Quels sont les principales mesures qui seront discutées avec la majorité ?
Il y a plusieurs dossiers importants que nous allons aborder, notamment la limitation du nombre de mandats présidentiels ainsi que leur durée, c’est-à-dire qu’il faudra choisir entre quinquennat et septennat. Nous allons également discuter du cas de la Cour constitutionnelle. Sa nomination n’est pas satisfaisante aujourd’hui et je pense qu’il faut aussi s’interroger sur la possibilité de mettre en place des mandats de huit ou neuf ans, accessible à des personnalités de plus de 55 ou 60 ans.
Qui dit discussion sur la limitation du nombre de mandats présidentiels dit débat autour du cas d’Ali Bongo Ondimba.
Le dialogue n’a pas pour objectif d’obtenir ce que l’on n’a pas obtenu par les urnes. Jean Ping a remporté le scrutin, pourtant, cela ne lui a permis de prendre le pouvoir. Selon moi, il est temps de mettre en place des réformes impersonnelles, objectives et déconnectées d’Ali Bongo Ondimba, qui nous permettent d’avancer. Quels sont les avantages d’un quinquennat ou d’un septennat ? De la limitation ou non du nombre de mandats ? Ce sont ces questions qui doivent prévaloir. Nous devons débattre en nous détachant du cas d’Ali Bongo Ondimba, sinon nous allons droit aux règlements de compte et nous n’obtiendrons rien.
Si vous parvenez à obtenir la mise en place d’une limitation à un mandat présidentiel, renouvelable une fois, la question de son application à l’actuel chef de l’État se posera…
Il sera évidemment difficile de ne pas aborder cette question. Nous en discuterons certainement le cas échéant.

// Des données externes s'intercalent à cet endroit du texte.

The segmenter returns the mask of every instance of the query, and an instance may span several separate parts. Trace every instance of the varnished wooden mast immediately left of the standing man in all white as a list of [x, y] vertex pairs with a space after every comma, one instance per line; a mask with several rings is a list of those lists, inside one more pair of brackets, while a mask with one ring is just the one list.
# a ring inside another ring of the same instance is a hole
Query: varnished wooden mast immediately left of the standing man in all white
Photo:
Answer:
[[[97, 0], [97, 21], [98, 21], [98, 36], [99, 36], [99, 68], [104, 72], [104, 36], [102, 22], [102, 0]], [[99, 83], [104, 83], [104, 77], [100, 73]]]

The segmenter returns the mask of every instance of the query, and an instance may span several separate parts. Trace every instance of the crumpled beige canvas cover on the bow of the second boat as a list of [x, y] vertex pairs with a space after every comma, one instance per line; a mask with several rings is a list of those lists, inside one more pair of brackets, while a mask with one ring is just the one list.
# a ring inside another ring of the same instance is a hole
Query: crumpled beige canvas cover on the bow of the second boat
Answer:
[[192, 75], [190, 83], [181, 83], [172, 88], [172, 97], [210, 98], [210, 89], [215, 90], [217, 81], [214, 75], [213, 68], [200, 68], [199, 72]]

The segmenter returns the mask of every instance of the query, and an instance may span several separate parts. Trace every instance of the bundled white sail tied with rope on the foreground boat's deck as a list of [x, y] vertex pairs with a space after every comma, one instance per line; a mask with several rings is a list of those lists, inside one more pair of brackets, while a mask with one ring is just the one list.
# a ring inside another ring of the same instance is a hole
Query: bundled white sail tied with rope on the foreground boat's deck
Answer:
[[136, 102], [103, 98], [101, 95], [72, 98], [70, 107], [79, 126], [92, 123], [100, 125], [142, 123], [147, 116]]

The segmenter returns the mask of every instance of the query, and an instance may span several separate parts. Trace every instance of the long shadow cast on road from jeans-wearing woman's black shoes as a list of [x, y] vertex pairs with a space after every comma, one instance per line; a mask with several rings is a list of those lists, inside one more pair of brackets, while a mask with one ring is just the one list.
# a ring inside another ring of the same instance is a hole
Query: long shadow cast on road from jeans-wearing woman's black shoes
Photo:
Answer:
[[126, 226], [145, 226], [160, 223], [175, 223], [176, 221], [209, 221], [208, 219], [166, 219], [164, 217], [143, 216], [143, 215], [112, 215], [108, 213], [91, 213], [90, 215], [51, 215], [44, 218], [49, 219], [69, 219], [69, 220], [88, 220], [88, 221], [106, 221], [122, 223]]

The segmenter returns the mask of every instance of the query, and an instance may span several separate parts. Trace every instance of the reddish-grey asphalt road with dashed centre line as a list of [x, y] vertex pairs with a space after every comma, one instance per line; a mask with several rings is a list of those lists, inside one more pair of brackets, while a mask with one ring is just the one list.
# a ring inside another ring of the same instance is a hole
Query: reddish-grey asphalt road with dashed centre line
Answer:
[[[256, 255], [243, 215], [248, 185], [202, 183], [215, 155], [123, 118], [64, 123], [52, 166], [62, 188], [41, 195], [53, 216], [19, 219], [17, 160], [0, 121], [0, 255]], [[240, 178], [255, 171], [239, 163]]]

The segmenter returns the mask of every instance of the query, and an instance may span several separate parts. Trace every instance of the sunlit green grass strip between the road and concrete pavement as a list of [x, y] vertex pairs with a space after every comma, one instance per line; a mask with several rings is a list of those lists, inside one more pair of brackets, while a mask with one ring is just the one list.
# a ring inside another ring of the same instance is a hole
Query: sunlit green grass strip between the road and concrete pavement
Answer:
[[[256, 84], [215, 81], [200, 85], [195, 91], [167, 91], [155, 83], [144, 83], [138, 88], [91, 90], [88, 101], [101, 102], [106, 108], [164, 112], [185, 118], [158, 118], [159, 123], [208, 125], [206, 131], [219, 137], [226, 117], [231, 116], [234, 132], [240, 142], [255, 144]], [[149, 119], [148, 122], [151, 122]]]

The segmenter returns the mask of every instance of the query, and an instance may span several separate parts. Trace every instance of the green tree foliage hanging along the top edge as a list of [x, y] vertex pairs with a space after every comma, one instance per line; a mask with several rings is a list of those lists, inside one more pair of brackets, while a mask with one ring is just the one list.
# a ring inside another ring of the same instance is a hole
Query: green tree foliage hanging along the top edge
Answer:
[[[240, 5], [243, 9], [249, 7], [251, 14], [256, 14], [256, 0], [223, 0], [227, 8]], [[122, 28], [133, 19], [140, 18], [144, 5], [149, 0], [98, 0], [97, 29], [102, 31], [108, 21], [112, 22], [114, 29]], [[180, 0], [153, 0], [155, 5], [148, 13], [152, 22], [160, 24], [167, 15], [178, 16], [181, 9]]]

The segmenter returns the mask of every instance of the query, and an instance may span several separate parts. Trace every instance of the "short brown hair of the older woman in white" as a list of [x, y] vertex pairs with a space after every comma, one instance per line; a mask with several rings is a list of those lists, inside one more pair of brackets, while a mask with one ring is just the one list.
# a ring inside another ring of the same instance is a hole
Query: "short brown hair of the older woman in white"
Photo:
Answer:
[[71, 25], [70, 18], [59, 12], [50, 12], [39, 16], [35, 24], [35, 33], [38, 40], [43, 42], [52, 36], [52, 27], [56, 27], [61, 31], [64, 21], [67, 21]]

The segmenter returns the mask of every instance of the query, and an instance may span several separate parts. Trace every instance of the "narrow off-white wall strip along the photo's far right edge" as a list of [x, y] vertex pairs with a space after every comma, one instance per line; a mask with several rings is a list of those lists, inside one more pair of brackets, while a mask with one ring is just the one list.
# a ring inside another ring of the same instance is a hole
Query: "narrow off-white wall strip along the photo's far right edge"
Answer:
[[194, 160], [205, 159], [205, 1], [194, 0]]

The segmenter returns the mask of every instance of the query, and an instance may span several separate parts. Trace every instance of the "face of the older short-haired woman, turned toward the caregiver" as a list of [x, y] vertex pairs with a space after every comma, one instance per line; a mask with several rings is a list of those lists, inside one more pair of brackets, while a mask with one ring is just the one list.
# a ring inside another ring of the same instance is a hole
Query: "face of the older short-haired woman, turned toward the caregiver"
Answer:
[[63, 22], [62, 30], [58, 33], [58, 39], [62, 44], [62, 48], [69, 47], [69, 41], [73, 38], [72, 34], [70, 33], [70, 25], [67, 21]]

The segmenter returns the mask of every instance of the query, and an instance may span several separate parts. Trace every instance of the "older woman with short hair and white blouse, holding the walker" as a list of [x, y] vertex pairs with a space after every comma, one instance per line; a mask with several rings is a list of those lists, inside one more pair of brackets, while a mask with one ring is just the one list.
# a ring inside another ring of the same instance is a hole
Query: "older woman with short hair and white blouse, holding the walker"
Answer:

Nous pourrions par exemple considérer que la nouvelle mesure ne concernerait que son mandat actuel et envisager qu’il puisse se représenter en 2023 pour une prolongation de cinq ou sept ans.
Nous devons débattre en nous détachant du cas d’Ali Bongo Ondimba
Les législatives sont également au cœur des débats. On parle beaucoup d’un redécoupage des circonscriptions électorales. Y êtes-vous favorable ?
Oui, l’actuel découpage pose beaucoup de problèmes. Les zones urbaines ne sont pas suffisamment représentées. Une des possibilités serait de passer de 120 à 150 députés par exemple. En contrepartie, nous baisserions le nombre de sénateurs. La charge globale du Parlement resterait donc la même pour l’État.
Il faudra donc reporter ces législatives, qui étaient prévues en juillet prochain ?
La loi dit en effet qu’on ne peut pas organiser un scrutin l’année d’un redécoupage électoral. Ce qui veut dire que, si le dialogue est un succès, elles ne pourront effectivement pas se tenir en 2017. Je pense que l’on peut légitimement envisager de coupler les législatives avec les locales, qui doivent avoir lieu en novembre et décembre de l’année prochaine. De plus, ce faisant, l’État ferait des économies.
Vous êtes extrêmement critiqué pour votre participation à ce dialogue, notamment par le camp de Jean Ping, qui estime que vous faites le jeu d’Ali Bongo Ondimba. Que répondez-vous ?
Nous avons choisi deux voies différentes et je ne veux pas trop m’exprimer sur sa stratégie. De mon côté, j’ai fait le pari de croire que l’on pouvait obtenir des avancées importantes en participant au dialogue. Je crois également que cet événement fera émerger de nouveaux leaders et que cela favorisera l’émergence d’une nouvelle génération. Je suis persuadé qu’à un moment, le peuple sera reconnaissant envers ceux qui ont fait le « sale boulot ».
Va-t-on vers un gouvernement d’union nationale au Gabon ?
Je pense effectivement que c’est la suite logique du dialogue. L’opposition ne gagnera peut-être pas des ministères clés, mais il peut y avoir des ouvertures à l’Intérieur et à la Justice, avec des portefeuilles de délégués chargés de suivre la mise en application des décisions du dialogue.